I believe, and hope, we are currently in the final years of the current U.S. two-party system as we know it.
Milo Yiannopoulos, the wild, crazy and outspoken conservative political commentator at Breitbart News, broke everything down on The Rubin Report several weeks ago. What Yiannopoulos calls “a new political re-alignment on libertarian-authoritarian lines rather than left and right” is precisely what I, too, would like to see in the very near future.
Our current party system is in a frantic state of deadlock, a political stalemate. Years of growing tensions between the aisles have now spread from the chambers of Washington, D.C., to the front doorstep of every American. What was once just an expected but distanced skirmish between D.C. politicians has now evolved into something much grander in scale.
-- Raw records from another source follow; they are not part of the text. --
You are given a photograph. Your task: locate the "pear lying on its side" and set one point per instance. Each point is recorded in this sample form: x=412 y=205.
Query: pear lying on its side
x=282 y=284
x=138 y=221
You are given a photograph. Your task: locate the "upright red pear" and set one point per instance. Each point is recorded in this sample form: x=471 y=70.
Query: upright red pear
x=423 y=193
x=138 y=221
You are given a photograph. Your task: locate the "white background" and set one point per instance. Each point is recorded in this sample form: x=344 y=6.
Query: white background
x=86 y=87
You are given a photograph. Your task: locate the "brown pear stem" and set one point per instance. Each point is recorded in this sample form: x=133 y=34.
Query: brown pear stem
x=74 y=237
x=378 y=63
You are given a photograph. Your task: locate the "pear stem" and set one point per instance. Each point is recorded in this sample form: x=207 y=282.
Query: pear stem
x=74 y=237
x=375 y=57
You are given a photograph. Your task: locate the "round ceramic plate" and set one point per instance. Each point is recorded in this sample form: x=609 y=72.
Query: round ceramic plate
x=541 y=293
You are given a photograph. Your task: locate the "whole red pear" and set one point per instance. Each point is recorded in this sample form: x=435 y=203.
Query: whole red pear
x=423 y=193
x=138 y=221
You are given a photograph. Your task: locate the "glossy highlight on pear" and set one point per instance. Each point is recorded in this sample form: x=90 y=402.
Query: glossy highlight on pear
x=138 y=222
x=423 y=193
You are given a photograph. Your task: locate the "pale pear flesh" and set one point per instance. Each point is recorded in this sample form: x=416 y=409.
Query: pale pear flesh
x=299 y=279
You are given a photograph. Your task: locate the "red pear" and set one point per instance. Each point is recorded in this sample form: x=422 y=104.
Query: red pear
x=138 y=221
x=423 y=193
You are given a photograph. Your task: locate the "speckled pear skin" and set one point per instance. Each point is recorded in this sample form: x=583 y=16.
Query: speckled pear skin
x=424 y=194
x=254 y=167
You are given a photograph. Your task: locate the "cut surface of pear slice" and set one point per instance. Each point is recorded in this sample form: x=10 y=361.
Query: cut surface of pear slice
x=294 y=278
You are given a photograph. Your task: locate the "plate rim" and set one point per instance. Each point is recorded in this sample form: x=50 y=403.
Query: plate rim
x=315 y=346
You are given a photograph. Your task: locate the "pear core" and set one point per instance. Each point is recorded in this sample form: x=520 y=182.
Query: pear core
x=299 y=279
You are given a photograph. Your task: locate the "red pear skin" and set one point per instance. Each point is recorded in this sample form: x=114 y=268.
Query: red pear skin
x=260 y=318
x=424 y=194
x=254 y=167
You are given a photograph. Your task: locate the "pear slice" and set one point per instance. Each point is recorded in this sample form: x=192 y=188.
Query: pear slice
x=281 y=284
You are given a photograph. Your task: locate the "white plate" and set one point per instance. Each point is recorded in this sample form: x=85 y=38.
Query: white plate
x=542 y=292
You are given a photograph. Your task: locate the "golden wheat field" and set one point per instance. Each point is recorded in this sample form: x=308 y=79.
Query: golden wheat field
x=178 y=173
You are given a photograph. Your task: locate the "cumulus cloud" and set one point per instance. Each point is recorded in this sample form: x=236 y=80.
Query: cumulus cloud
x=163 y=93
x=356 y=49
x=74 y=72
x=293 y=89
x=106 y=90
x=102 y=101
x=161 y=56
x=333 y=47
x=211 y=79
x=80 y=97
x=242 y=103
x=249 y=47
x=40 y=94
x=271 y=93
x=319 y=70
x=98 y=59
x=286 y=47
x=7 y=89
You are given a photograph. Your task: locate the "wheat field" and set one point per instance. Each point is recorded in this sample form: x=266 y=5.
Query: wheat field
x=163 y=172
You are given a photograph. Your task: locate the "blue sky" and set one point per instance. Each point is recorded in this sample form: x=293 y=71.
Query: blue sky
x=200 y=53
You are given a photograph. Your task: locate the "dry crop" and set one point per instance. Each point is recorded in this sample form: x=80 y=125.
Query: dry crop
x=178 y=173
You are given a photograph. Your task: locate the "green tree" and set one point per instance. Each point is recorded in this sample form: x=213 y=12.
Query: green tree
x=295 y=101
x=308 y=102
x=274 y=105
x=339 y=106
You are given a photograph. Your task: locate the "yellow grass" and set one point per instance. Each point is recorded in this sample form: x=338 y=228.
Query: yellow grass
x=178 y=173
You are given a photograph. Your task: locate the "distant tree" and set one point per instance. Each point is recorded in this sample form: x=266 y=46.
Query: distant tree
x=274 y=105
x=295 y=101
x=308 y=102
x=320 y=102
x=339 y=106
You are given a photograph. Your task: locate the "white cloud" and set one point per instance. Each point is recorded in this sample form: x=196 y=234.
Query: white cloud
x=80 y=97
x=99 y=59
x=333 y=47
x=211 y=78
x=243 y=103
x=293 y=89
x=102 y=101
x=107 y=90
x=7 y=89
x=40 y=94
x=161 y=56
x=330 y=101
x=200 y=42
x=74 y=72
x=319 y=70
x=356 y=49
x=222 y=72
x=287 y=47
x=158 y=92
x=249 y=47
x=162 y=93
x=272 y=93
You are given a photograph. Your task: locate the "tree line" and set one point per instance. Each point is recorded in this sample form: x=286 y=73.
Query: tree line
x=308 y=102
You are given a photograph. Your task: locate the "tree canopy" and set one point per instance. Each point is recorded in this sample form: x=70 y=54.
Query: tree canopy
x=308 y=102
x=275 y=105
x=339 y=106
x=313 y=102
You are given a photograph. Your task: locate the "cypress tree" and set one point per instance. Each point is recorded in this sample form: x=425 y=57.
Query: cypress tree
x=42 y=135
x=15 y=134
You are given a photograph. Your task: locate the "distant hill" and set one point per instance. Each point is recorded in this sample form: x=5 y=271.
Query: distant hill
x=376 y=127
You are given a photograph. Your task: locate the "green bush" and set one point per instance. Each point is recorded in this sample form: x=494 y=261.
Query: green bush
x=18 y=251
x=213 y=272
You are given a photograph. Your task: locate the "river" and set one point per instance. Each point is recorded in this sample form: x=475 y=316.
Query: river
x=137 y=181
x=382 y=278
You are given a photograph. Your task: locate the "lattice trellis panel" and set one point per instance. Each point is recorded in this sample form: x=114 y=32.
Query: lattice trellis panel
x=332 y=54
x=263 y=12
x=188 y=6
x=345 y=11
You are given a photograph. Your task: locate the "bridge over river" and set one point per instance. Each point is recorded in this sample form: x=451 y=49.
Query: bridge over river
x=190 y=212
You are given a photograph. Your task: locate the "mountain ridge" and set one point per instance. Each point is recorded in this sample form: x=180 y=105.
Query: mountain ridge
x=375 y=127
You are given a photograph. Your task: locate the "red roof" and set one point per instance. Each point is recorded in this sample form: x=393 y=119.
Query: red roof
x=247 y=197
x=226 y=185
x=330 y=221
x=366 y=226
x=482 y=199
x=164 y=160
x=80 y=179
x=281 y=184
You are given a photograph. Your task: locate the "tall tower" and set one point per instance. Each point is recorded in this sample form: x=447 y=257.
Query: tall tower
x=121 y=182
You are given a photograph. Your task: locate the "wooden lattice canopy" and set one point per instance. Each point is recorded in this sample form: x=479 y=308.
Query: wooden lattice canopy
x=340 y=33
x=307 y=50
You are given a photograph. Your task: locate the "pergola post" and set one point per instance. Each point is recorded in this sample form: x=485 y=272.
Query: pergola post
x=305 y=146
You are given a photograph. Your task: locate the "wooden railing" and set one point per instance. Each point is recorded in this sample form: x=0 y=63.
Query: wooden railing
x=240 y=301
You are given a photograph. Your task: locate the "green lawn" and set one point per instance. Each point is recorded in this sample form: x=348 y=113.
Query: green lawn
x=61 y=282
I would say Donald Trump caused this, but I think the dissolving of both parties was inevitable; Donald Trump just turned out to be the Mentos dropped in the already overflowing bottle of Diet Coke.
While Trump divides the Republican Party along virtually every line possible (establishment versus anti-establishment, conservative versus moderate), a similar chasm is forming in the Democratic Party. Bernie Sanders has harnessed the anger of Americans in a manner very similar to Trump, except he is taking it in the exact opposite direction, stretching the rubber band of the political spectrum to almost unbearable levels of tension, moments before the snap.
Thanks to Trump and Sanders, what this political season has revealed is fundamental changes in not just the personal values of Americans, but also their view on the extent of the government’s role as well. This is not about the nitty, gritty details of specific legislation slowly trudging through Washington. No. This is about issues much, much larger — issues we have let build up inside of us for far too long (immigration, trade, political correctness, governmental power, etc.).
And strangely enough, this turbulent political time we are in does not scare me; in fact, it excites me. I think America is experiencing growing pains and had previously gone far too long without stopping and examining itself. For years, we ignorantly bubbled in names with either an “R” or a “D” at the end of them, never once considering the massive political transformation we are about to find ourselves in.
The new divide, as Yiannopoulos stated, should be between libertarian and authoritarian views. Each and every American should stop and think hard about his or her personal values and beliefs. No more letting others do the thinking for us; every citizen is going to have to do a little harmless soul searching. What will result is a political system in which each side agrees and is confident in what is expected from the government. You will have the libertarians’ view, believing in the sole rights of the individual and “the less government the better,” on one side and the authoritarian “more government please” view on the other. At least then the line in the sand would be more representative of the current political climate.
What I absolutely love about the possibility of this new system is it is essentially black and white at its core. Whereas with our current system, in which the stances of both Republicans and Democrats sometimes intermingle and become hazy, this new one would create a stronger but more efficient divide between parties. I’m not sure how the new parties would be created, but at least members on each side will have a better understanding of their core values and beliefs.
Don’t hate the political storm of 2016, but instead sit back and take it all in, appreciating the fact you are living in one of the most politically turbulent times in American history.
Andrew Hall is a UF economics sophomore. His column appears on Thursdays.